“舅舅?他不是在长宁吗?”
林文昌叹了口气,“嗯,昨晚打电话回来,说被人扣押了,说不还钱就不放人。”
“他又去赌了?”林阶玉眉心轻蹙了一下。
林照南嗤笑一声,“要我说,就让他自生自灭,救了他这次他下次照样会去赌。”
林采薇这时候说,“他毕竟是我们舅舅,自从妈去世后,他在这世上也只有我们这些亲人了,我们也不能不管他。”
“不用说了,我明天会去接他回来,让他待在岩城,在店里帮忙。”
“他帮倒忙吧,您不记得他之前干那些事了?”林照南看了他爸一眼。
林文昌皱眉了眉,也有些为难,想了一会儿,没想出什么好法子,只好说,“明天再说吧,先吃饭。”
徐睿一直听着大人的对话,他扯了扯林阶玉的袖子,小声说,“小姨,老舅爷要回来了吗?”
林阶玉看着他,揉了揉他的头发,没说话。
-
翌日清晨,林阶玉醒来后去浴室简单梳洗了一番,然后去衣柜里随意拿了一件筒子领连衣裙穿上,裙子下摆长至脚踝,很贴身。

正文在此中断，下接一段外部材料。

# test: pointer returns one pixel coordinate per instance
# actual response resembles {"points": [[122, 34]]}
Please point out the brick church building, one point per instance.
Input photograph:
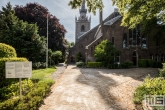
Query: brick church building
{"points": [[132, 43]]}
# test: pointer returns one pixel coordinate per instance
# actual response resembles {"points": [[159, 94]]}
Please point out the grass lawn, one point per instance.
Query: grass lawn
{"points": [[34, 90], [43, 73]]}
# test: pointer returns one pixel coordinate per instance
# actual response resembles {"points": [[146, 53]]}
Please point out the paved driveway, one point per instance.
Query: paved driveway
{"points": [[96, 89]]}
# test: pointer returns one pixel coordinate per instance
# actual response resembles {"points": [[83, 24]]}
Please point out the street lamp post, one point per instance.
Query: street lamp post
{"points": [[86, 54], [47, 45]]}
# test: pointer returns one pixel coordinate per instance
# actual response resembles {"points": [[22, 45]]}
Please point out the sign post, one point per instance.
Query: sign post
{"points": [[20, 85], [18, 70]]}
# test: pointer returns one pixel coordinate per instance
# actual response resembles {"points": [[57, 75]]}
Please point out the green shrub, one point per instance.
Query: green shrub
{"points": [[4, 81], [128, 64], [80, 64], [7, 51], [158, 65], [31, 99], [112, 66], [150, 63], [162, 71], [95, 64], [155, 86], [142, 62]]}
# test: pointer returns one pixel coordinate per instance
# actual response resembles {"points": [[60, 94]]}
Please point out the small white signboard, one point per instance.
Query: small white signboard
{"points": [[18, 69]]}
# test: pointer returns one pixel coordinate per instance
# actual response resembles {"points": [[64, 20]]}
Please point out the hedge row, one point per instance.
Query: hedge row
{"points": [[100, 64], [7, 51], [95, 64], [149, 63], [33, 95], [4, 81]]}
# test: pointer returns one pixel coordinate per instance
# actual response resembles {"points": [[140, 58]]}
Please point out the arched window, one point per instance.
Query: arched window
{"points": [[144, 42], [151, 56], [156, 57], [124, 40], [82, 28], [134, 36], [118, 57]]}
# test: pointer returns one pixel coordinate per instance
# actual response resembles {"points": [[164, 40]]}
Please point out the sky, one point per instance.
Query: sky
{"points": [[64, 13]]}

简单整理了一下头发,然后戴上一对珍珠耳坠,珍珠耳环小巧可爱,衬得肤色雪白细腻。
临走前,她打开一个小匣子,然后从里面拿出来一张图纸,收拾好后,她便出门了。
饭店和家是分开的,一家人晚上一般在饭店吃饭,吃完饭又坐车回到家里休息。
这条街住的都是普通人,有在杂志社工作的,医院工作的,也有在政府工作的,大多都是打工人。
而那些权贵富商都有自己的别墅,公馆以及府邸。
林阶玉伸手拦了一辆黄包车,直接去了珠宝店。
一进门,就闻到一股浓郁的咖啡香味。
“谁一大早喝咖啡啊?”林阶玉笑着问。
杨宝玲指了指某个方向,和林阶玉说着悄悄话,“她昨天晚上一晚上没睡。”
“她干什么去了?一晚上不睡觉。”林阶玉眼睛睁大了些。
“可能和那些公子哥跳了一晚上舞。”
“你们两个是不是在说我坏话?”
这时,王曼如从桌上抬头,汪这边看了过来,林阶玉看见她的样子,有些惊讶,她走过去,垂眼看着王曼如的脸,“谁打你了?”
杨宝玲闻言噗嗤一笑,“阶玉,那是黑眼圈。”
“……”
“我哪有跳一晚上舞,我们前半夜确实在跳舞,后半夜又去喝酒了。”
王曼如还穿着昨天那身旗袍,妆容都是花的,头发也没梳理,说话声音嘶哑,身上还带着点酒气。
“不会吧,唐愈和你喝了一晚上酒?”
杨宝玲有些难以置信。
王曼如摇摇头,有些生气,“不是他,他放我鸽子了,来都没来。”
“那你和谁喝了一晚上?”
“唐愈他朋友,一个游手好闲的公子哥,我本来不想陪他的,但他说我陪他喝酒他以后有什么聚会都会叫上我。”
杨宝玲鄙夷道,“你也太容易满足了吧。”
“没办法,谁让我喜欢唐愈呢,我就喜欢唐愈那种冷淡又成熟的男人。”
王曼如脸颊有些红,已经在幻想和唐愈在一起时候的样子了。
“那种男人有什么好?整天板着张脸,跟谁欠了他几个亿似的。”
王曼如哼了一声,没搭理她。
半响后,她又问杨宝玲,“你昨晚见到那个男人了吗?长的怎么样?帅吗?家里是做什么的?”
“丑。”杨宝玲只评价了一个字,脸上的嫌弃意味很浓。
她想起昨晚那个男人,其实说实话,长的很帅,但她不怎么喜欢,主要是那个男人和唐愈有一个相似点,那就是不怎么说话,长的还有点凶,漆黑的眸子看着自己时像在审视自己合不合格一样。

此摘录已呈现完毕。